Ainda, segundo a decisão, se determinou que na definição das alíquotas os estados considerem: um intervalo mínimo de 12 meses entre a primeira fixação e o primeiro reajuste dessas alíquotas, e de seis meses para os reajustes subsequentes (artigo 6º, §4º, da LC 192/2022); observem o princípio da anterioridade nonagesimal quando implicar aumento de tributo (artigo 6º, §4º, in fine, LC 192/2022); não ampliem o peso proporcional do ICMS na formação do preço final ao consumidor, tendo em consideração as estimativas de evolução do preço dos combustíveis (artigo 6º, §5º, LC 192/2022); observem o princípio da transparência tributária, de maneira a proporcionar, mediante medidas normativas e administrativas, o esclarecimento dos consumidores acerca dos impostos que incidam sobre mercadorias e serviços (artigo 150, parágrafo 5º, CRFB/88). 

Ao final, o ministro adotou medidas instrutórias no sentido de fortalecer o dever constitucional de transparência na formação dos preços dos combustíveis. 

No curso da instrução processual e da tentativa de conciliação, os secretários estaduais de Fazenda e a União trouxeram elementos de discussão acerca dos efetivos impactos que eventuais alterações na atual sistemática de incidência do ICMS proporcionariam no preço final dos combustíveis percebido pelo consumidor nos postos de revenda.

Ou seja, segundo a decisão, não só a alíquota tributária sobre os combustíveis gera, em maior ou menor medida, impacto sobre o seu preço, mas também a política de preços praticada pela Petrobras, especialmente em função dos reajustes nos anos de 2021 e 2022, que tem reflexo direto no preço final. 

Transparência

O ministro afirmou na decisão que a Petrobras, na qualidade de sociedade de economia mista da União e integrante da Administração Pública Indireta, deve atentar para Constituição e leis que regem sua atividade, em especial a Lei do Petróleo (Lei 9.478/1997) e a Lei das Estatais (Lei 13.303/2016), o que inclui os princípios da transparência; a conciliação entre a livre iniciativa e a função social da propriedade e da defesa do consumidor; bem como para o atendimento aos imperativos da segurança nacional, ao relevante interesse coletivo e sua função social. 

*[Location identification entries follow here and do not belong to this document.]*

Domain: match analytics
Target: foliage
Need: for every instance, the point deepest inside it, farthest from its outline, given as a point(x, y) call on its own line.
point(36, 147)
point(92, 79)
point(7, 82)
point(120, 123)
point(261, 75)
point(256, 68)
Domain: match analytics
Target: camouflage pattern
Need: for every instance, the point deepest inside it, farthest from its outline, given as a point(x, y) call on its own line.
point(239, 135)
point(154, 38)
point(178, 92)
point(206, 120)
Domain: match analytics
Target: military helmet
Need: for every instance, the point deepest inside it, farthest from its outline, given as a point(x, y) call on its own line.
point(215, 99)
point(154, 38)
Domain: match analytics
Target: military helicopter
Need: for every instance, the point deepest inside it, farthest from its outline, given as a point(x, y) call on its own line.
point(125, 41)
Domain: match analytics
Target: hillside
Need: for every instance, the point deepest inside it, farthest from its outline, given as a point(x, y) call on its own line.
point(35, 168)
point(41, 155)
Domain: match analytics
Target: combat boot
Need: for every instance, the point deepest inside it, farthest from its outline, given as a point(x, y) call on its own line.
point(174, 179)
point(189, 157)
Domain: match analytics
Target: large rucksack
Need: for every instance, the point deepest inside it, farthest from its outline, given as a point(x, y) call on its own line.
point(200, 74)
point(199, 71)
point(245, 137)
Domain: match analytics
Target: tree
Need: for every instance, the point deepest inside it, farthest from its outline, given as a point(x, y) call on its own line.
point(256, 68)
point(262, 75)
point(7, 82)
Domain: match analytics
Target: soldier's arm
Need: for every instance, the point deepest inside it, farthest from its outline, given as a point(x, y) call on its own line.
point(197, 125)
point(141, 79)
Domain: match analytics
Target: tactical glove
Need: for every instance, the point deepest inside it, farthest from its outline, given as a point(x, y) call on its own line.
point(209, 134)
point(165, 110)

A fim de garantir informações adicionais sobre a política de preços praticada nos mercados do petróleo e gás natural, em conformidade à Lei federal 9.478/1997, o ministro André Mendonça solicitou à Petrobras que encaminhe ao relator os documentos e atos internos em que foram discutidas e estabelecidas as balizas para formação dos preços nos últimos 60 meses, garantindo-se o devido sigilo às informações, que serão autuadas em apartado. 

O ministro também solicitou à Agência Nacional do Petróleo, Gás Natural e Biocombustíveis (ANS) e ao Conselho Administrativo de Defesa Econômica (Cade) que prestem informações quanto às medidas adotadas, dentro de suas competências legais, em relação à política de preços praticada e a atuação da empresa. 

Ainda não há previsão para julgamento de mérito em plenário.